Outliners.com Message ID: 2352
Posted by daly_de_gagne
2004-12-27 13:03:43
Stephen, you wrote: “ADM probably strives to be a professional PIM, if it can get over its appetite to be totally all-inclusive in functionality.”
I think this is an unfair characterization of what ADM is trying to do, which is to combine the capabilities of an outliner and a professional information manager. It is going beyond any other outliner or information manager on the market in terms of its implimentation of metadata, accessible either by way of columns and/or data-base like forms at the top of the textcard (article pane).
In addition, ADM has a keywrod system, but it is a long way from equalling MDE InfoHandler’s system of groups and categories.
By definition, from a programming perspective, what ADM is trying to do is, and will, take a lot of fine tuning.
For people who wish to outline, write, and massage their information in terms of metadata, there is not much choice out there. ADM and MDE InfoHandler are two prime products for such activities. Using ADM and InfoHandler together allows me to do far more than I could with any other single, or combination of, program(s).
You keep saying that a calendar “generally” doesn’t belong in a knowledge organizer, and I say that may be what is correct for you, but as a general principle or axiom, it is far from being so.

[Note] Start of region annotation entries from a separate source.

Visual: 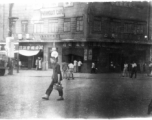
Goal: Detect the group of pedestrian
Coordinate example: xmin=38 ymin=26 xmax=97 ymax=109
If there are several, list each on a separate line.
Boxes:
xmin=122 ymin=62 xmax=137 ymax=78
xmin=91 ymin=62 xmax=97 ymax=73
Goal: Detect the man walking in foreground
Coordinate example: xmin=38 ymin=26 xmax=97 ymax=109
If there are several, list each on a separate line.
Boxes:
xmin=42 ymin=57 xmax=64 ymax=101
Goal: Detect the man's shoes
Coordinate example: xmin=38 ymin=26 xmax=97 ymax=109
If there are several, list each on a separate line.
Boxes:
xmin=57 ymin=97 xmax=64 ymax=101
xmin=42 ymin=95 xmax=49 ymax=100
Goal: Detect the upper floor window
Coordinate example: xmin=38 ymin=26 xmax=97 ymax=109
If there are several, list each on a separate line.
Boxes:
xmin=34 ymin=22 xmax=44 ymax=33
xmin=76 ymin=17 xmax=83 ymax=31
xmin=64 ymin=18 xmax=71 ymax=32
xmin=48 ymin=20 xmax=58 ymax=33
xmin=21 ymin=20 xmax=28 ymax=33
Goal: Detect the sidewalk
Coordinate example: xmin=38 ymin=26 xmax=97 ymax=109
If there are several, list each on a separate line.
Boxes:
xmin=5 ymin=69 xmax=151 ymax=79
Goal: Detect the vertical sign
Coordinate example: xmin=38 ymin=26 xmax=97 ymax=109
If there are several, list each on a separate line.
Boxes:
xmin=88 ymin=49 xmax=92 ymax=60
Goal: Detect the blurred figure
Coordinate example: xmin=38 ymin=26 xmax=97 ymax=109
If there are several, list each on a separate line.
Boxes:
xmin=91 ymin=62 xmax=96 ymax=73
xmin=18 ymin=60 xmax=22 ymax=69
xmin=149 ymin=61 xmax=152 ymax=75
xmin=68 ymin=63 xmax=74 ymax=80
xmin=62 ymin=62 xmax=68 ymax=79
xmin=122 ymin=62 xmax=128 ymax=77
xmin=130 ymin=62 xmax=137 ymax=78
xmin=74 ymin=60 xmax=78 ymax=73
xmin=35 ymin=57 xmax=42 ymax=70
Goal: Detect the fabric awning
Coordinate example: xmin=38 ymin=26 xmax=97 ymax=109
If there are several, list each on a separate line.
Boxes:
xmin=19 ymin=50 xmax=40 ymax=56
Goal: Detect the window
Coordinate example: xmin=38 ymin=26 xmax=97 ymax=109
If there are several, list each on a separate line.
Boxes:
xmin=64 ymin=18 xmax=71 ymax=32
xmin=21 ymin=20 xmax=28 ymax=33
xmin=34 ymin=22 xmax=44 ymax=33
xmin=11 ymin=21 xmax=16 ymax=34
xmin=76 ymin=17 xmax=83 ymax=31
xmin=48 ymin=20 xmax=58 ymax=33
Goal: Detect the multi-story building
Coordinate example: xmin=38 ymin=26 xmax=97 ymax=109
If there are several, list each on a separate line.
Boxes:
xmin=1 ymin=2 xmax=152 ymax=72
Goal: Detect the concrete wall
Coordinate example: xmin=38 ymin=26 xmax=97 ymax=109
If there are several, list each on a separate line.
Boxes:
xmin=12 ymin=3 xmax=87 ymax=39
xmin=0 ymin=4 xmax=9 ymax=42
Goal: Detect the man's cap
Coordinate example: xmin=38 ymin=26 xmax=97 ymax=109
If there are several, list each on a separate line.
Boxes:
xmin=51 ymin=51 xmax=58 ymax=58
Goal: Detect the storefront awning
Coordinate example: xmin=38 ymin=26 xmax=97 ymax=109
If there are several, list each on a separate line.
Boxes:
xmin=19 ymin=50 xmax=40 ymax=56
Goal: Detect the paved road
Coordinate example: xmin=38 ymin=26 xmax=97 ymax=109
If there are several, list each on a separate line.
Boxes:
xmin=0 ymin=70 xmax=152 ymax=118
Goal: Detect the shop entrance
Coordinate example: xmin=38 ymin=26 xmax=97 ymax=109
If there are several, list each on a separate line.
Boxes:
xmin=19 ymin=50 xmax=43 ymax=69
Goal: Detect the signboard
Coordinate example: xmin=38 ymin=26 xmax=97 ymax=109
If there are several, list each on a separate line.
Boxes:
xmin=64 ymin=2 xmax=73 ymax=7
xmin=40 ymin=34 xmax=60 ymax=40
xmin=88 ymin=49 xmax=92 ymax=60
xmin=41 ymin=7 xmax=64 ymax=18
xmin=19 ymin=45 xmax=43 ymax=50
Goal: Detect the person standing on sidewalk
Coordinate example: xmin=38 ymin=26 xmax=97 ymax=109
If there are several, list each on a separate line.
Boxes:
xmin=130 ymin=62 xmax=137 ymax=78
xmin=42 ymin=57 xmax=64 ymax=101
xmin=74 ymin=60 xmax=78 ymax=73
xmin=78 ymin=60 xmax=82 ymax=72
xmin=62 ymin=62 xmax=68 ymax=79
xmin=91 ymin=62 xmax=96 ymax=73
xmin=122 ymin=62 xmax=128 ymax=77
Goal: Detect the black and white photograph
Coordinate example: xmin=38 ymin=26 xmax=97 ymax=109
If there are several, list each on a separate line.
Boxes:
xmin=0 ymin=0 xmax=152 ymax=119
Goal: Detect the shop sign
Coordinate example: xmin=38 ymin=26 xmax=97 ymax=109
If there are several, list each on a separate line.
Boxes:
xmin=84 ymin=49 xmax=88 ymax=61
xmin=0 ymin=44 xmax=18 ymax=51
xmin=19 ymin=45 xmax=43 ymax=50
xmin=64 ymin=2 xmax=73 ymax=7
xmin=40 ymin=34 xmax=59 ymax=40
xmin=41 ymin=7 xmax=64 ymax=18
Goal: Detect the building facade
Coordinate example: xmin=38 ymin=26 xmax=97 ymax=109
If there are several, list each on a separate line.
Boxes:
xmin=1 ymin=2 xmax=152 ymax=72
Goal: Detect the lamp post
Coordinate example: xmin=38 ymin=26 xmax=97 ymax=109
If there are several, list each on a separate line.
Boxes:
xmin=8 ymin=17 xmax=19 ymax=75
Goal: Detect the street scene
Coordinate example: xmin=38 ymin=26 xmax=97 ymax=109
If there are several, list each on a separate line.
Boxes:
xmin=0 ymin=0 xmax=152 ymax=119
xmin=0 ymin=70 xmax=152 ymax=119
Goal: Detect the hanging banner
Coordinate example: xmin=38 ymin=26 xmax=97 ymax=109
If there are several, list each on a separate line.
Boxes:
xmin=41 ymin=7 xmax=64 ymax=18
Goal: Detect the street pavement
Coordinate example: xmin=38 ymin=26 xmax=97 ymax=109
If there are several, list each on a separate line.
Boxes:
xmin=0 ymin=70 xmax=152 ymax=119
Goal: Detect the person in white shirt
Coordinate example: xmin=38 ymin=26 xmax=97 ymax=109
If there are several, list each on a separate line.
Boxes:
xmin=78 ymin=60 xmax=82 ymax=72
xmin=67 ymin=63 xmax=74 ymax=80
xmin=74 ymin=60 xmax=78 ymax=73
xmin=130 ymin=62 xmax=137 ymax=78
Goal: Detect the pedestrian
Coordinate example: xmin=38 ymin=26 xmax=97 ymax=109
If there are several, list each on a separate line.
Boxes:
xmin=62 ymin=62 xmax=68 ymax=79
xmin=42 ymin=55 xmax=64 ymax=101
xmin=68 ymin=63 xmax=74 ymax=80
xmin=73 ymin=60 xmax=78 ymax=73
xmin=130 ymin=62 xmax=137 ymax=78
xmin=18 ymin=60 xmax=22 ymax=69
xmin=122 ymin=62 xmax=128 ymax=77
xmin=78 ymin=60 xmax=82 ymax=72
xmin=91 ymin=62 xmax=96 ymax=73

People working primarily with knowledge work with a fairly inflexible constant called time. To be able to plan their work within one environment allows for efficiencies of time and effort that wouldn’t otherwise be there. Getting Things Done methodology can be applied well to both ADM and IH—better than perhaps to any other information program on the market.
I think that the distinctions between knowledge and business organizer principles exist more in your mind than reality, and that, in fact, it is not illusionary to suggest these distinctions do not exist in an important way.